Natural que a figura de Michael
Jackson fosse a primeira a aparecer nesse contexto. Não só pelas
acusações de pedofilia que cercam
o ídolo pop mas também por toda
a quantidade de manipulação
tecnológica que se aplicou sobre
sua aparência. A suposta pedofilia de Jackson é também um narcisismo, uma autopedofilia.
Ora, o internauta que especula
sobre a Ana Paula Arósio em miniatura talvez se entregue à sensação de miniaturizar-se a si mesmo; brinca de criança, sem dúvida, ao dizer que fulano ou sicrano
o amedrontam. Entre as comunidades de maior sucesso no Orkut
estão as que discutem, de forma
bem-humorada, os "traumas de
infância" -vomitar na perua da
escolinha, fazer xixi na cama, esse
tipo de coisa.
Desconfio que o horror à sexualização precoce da menina Arósio
seja o horror à nossa própria regressão, à ameaça que pesa sobre
nós de não nos termos livrado totalmente da infância.
Os anúncios da Embratel vinham havia um bom tempo explorando as possibilidades da manipulação fisionômica da modelo.

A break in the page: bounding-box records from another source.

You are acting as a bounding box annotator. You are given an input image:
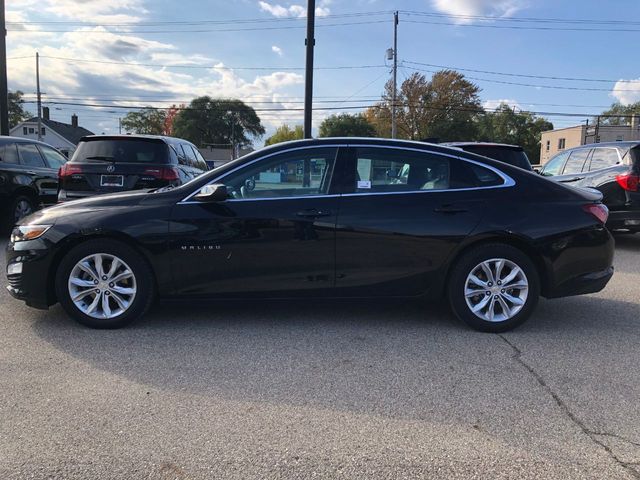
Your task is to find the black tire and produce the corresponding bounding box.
[55,239,155,329]
[447,243,540,333]
[9,195,37,226]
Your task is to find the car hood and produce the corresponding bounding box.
[19,190,151,225]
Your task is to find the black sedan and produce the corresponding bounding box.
[7,138,613,332]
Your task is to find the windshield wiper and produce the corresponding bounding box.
[85,155,115,162]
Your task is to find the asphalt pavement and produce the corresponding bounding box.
[0,235,640,480]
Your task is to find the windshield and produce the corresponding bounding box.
[71,138,169,164]
[462,145,531,170]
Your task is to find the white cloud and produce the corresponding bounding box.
[610,78,640,105]
[482,98,522,110]
[258,0,331,18]
[431,0,526,23]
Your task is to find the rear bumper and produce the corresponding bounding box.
[607,210,640,232]
[547,267,613,298]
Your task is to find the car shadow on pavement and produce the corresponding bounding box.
[33,297,637,422]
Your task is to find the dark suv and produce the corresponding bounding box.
[540,141,640,232]
[440,142,533,170]
[58,135,208,202]
[0,137,67,225]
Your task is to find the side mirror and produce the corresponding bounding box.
[193,183,229,202]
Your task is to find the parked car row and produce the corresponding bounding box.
[7,138,614,332]
[0,135,209,224]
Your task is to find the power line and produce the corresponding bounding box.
[407,67,638,92]
[404,60,638,83]
[40,55,386,70]
[7,20,387,34]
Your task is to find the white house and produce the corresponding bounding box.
[9,107,93,158]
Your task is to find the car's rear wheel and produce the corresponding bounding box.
[448,244,540,332]
[56,239,154,328]
[11,195,36,224]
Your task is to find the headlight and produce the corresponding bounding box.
[11,225,51,243]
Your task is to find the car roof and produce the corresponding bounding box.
[439,142,524,150]
[558,140,640,153]
[80,133,191,143]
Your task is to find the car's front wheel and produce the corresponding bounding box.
[448,244,540,332]
[56,239,154,328]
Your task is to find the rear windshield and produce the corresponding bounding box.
[71,138,169,163]
[462,145,531,170]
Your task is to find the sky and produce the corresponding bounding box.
[6,0,640,146]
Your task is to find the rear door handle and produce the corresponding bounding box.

Como no caso do garoto da Bom
Bril, Ana Paula Arósio se tornou
uma espécie de campo de provas,
de porquinho-da-índia (hum,
gostei dessa comparação) num laboratório fotográfico ou num estúdio de computação gráfica. Ela
já está há alguns anos fazendo o
anúncio da Embratel, e os publicitários tinham de imaginar variações em torno do tema: foi assim
que a fantasiaram de japonesa, de
espanhola, de esquimó ou coisa
parecida, para mostrar que as ligações internacionais tinham
baixado de preço.
Sem ter mais como variar sua
aparência, cuidaram então de reproduzi-la. Foi o erro fatal. Não é
fácil apreender com exatidão qual
era, afinal de contas, a campanha
do 21 -que tipo de oferta estava
sendo lançada naquele momento:
os descontos e promoções de empresas telefônicas não têm, de
qualquer modo, o dom de chamar
a minha atenção.
Pensei que a mini-Arósio fosse
alguma oferta de celular para
quem já tem o telefone fixo. Ou
uma advertência contra a clonagem de aparelhos. Depois fui investigar: o anúncio era para dizer
que, se você fizer uma ligação de
dois minutos, tem direito a um
minuto grátis. A mini-Arósio é
uma meia-Arósio, assim como
um é a metade de dois, formando
o número 21. Eureca!
A reprodução por cissiparidade,
a luz laboratorial, a alegria vibrátil e protozoária do anúncio então se explicam. Nada mais vulgar do que uma garota seminua
anunciando carros ou cervejas.
Os anúncios da Embratel com
Ana Paula Arósio sempre foram
de uma austeridade e assepsia a
toda prova. Talvez porque na frase "faz um 21" já houvesse algum
subentendido que me escapa.
O fato é que, se Xuxa, a rainha
dos baixinhos, engravidou com
requintes de puritanismo, a propaganda da Embratel representa
um passo adiante -a clonagem
da mulher adulta se revela como
contrapartida da sexualização
infantil.
Claro, a mistura de infância
com sexualização é a chave de toda propaganda: o que se presume,
quase sempre, é que o consumidor tenha o intelecto de uma
criança de cinco anos e o desejo
sexual de um adulto plenamente
desenvolvido. É de dar medo mesmo, com certeza.